Slides from my ILC09 lightning talk

April 1st, 2009

I gave a lightning talk at ILC09 on threads and GC implementation in Clozure CL.

I put the slides and the one-page paper (as seen in the ILC09 proceedings) at http://www.clozure.com/~rme/.

CCL on x8632: more registers, please

September 19th, 2008

The biggest problem with porting CCL to the x8632 architecture is that the architecture has so few registers. I need to talk a little bit about how CCL’s GC works in order to explain why the small number of registers is a problem.

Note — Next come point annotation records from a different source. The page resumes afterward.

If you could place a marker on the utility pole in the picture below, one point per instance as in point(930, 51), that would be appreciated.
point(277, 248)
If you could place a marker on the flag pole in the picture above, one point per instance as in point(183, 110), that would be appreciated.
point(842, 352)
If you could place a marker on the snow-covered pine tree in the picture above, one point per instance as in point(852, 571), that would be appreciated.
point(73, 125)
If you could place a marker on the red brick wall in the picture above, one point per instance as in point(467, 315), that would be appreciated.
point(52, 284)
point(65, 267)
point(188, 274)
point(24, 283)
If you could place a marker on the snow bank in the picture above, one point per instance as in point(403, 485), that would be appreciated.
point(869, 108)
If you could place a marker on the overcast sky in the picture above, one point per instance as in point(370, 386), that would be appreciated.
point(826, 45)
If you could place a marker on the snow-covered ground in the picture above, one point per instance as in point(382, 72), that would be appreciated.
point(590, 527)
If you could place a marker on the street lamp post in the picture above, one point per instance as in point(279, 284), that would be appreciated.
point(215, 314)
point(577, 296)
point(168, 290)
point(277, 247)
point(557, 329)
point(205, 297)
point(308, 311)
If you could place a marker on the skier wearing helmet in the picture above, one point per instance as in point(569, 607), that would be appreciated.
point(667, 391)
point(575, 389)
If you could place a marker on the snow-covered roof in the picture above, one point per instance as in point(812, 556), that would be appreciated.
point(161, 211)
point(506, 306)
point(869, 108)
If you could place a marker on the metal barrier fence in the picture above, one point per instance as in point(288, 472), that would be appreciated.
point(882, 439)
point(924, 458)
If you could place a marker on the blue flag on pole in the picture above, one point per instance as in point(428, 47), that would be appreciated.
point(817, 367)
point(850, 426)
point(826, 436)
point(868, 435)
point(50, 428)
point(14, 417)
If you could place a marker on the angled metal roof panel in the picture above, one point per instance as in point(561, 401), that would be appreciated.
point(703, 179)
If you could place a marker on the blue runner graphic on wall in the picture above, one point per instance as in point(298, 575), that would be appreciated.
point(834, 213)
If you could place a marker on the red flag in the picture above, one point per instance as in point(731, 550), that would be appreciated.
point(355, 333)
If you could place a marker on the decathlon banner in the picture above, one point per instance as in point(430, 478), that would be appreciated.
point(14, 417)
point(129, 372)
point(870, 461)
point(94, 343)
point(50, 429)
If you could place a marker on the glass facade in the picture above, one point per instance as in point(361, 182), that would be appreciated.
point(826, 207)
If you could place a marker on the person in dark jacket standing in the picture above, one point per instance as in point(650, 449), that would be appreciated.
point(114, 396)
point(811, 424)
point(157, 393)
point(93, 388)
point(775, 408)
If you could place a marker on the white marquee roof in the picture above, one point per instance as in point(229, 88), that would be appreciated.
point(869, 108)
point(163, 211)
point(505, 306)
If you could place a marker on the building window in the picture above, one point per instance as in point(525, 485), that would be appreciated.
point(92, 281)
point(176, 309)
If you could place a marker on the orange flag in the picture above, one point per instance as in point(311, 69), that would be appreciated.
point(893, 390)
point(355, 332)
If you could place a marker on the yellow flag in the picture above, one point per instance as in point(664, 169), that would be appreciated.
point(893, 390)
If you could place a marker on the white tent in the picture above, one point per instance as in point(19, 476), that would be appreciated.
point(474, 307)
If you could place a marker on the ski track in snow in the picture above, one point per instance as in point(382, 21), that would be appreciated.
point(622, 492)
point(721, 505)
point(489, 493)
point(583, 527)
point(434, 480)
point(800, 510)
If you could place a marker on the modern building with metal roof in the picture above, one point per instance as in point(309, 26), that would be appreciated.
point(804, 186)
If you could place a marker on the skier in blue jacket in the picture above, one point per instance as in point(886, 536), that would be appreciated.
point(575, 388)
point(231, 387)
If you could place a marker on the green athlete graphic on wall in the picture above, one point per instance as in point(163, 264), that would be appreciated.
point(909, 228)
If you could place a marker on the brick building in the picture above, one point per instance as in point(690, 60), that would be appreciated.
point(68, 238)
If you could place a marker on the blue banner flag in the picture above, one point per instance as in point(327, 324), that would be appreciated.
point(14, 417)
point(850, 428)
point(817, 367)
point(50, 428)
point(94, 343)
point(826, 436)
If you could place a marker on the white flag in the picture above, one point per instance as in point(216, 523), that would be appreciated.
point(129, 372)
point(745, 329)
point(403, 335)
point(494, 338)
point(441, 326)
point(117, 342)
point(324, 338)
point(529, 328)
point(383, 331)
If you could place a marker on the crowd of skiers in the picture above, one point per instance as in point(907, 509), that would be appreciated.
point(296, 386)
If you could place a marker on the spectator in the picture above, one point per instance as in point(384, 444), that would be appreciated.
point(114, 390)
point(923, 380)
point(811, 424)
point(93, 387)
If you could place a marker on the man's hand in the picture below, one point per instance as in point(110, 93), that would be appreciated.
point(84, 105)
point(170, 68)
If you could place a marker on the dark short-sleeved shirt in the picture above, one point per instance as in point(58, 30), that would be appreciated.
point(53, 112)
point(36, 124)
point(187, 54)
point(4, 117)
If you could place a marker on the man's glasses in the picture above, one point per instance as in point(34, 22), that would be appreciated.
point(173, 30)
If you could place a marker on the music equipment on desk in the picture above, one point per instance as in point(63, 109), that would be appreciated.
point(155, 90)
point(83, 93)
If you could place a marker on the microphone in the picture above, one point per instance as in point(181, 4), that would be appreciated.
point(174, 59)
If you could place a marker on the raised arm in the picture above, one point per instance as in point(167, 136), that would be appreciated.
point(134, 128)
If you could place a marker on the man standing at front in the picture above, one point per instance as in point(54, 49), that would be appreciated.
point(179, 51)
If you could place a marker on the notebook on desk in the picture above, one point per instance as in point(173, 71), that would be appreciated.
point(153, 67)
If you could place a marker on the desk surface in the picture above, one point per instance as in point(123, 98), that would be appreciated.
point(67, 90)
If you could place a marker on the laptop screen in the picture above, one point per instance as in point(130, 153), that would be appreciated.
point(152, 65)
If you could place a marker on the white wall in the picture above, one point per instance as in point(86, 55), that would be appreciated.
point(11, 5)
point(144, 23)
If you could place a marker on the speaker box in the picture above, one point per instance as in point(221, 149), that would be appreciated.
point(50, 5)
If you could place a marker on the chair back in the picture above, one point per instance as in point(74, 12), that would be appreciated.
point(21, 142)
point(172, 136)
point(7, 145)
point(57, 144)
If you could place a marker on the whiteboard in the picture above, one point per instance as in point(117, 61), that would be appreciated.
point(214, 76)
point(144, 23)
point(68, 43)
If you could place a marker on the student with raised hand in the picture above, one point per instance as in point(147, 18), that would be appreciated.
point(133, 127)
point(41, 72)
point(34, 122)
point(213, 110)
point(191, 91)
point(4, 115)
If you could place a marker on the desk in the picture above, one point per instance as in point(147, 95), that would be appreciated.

CCL is designed to use pre-emptively scheduled OS threads. This means that a context switch can happen at any instruction boundary. Since other threads might allocate memory, this means that a GC can happen between any two instructions, too.

(The following summarizes information found in the Implementation Details of Clozure CL chapter of the CCL manual.)

The GC in CCL is precise. That is, it believes that it can always tell whether a register or a stack location contains a lisp value or just raw bits. In order it to enable it to do this, we have to adopt and follow strict conventions on register and stack usage.

What we do is to partition the machine registers into two sets: one that will always contain raw, unboxed values (”immediates”), and another that will always contain tagged lisp objects (”nodes”).

This works fine on architectures that have a reasonable number of registers. On x8632, we’re so register-starved that it’s impossible to get by with a static partitioning of registers.

We therefore keep a bit mask in thread-local memory that indicates whether a given register is a node or an immediate, and have the GC consult these bits when it runs. This allows us to switch the class of a register at run time.

The default register partitioning looks like this:

  • We have a single “immediate” register. EAX is given the symbolic name %imm0.
  • There are two “dedicated” registers. ESP and EBP have dedicated functionality dictated by the hardware and calling conventions.
  • The remaining 5 registers are “node” registers (%temp0, %temp1, %arg_y, %arg_z, and %fn). We don’t use the x86 string instructions which implicitly use ESI and EDI.

Most of the time, all we need to do is to steal a node register and mark it as an immediate for a couple of instructions. Typically this is because we need to index some foreign pointer, or use MUL or DIV to produce extended-precision results.

Here’s an example of a case where we have to do this.

(defx8632lapfunction %%get-unsigned-longlong ((ptr arg_y) (offset arg_z))
  (trap-unless-typecode= ptr x8632::subtag-macptr)
  (mark-as-imm temp0)
  (let ((imm1 temp0))
    (macptr-ptr ptr imm1)
    (unbox-fixnum offset imm0)
    (movq (@ (% imm1) (% imm0)) (% mm0)))
  (mark-as-node temp0)
  (jmp-subprim .SPmakeu64))

The mark-as-imm macro expands to something like this:

(andb ($ bit-for-temp0) (@ (% :rcontext) x8632::tcr.node-regs-mask))

Here, :rcontext is the register that points to a block of thread-local storage (the thread context record). On x8632, it’s an otherwise useless segment register, typically %fs. (We’d be in real trouble if we had to dedicate a GPR to point to thread-local storage on x8632.)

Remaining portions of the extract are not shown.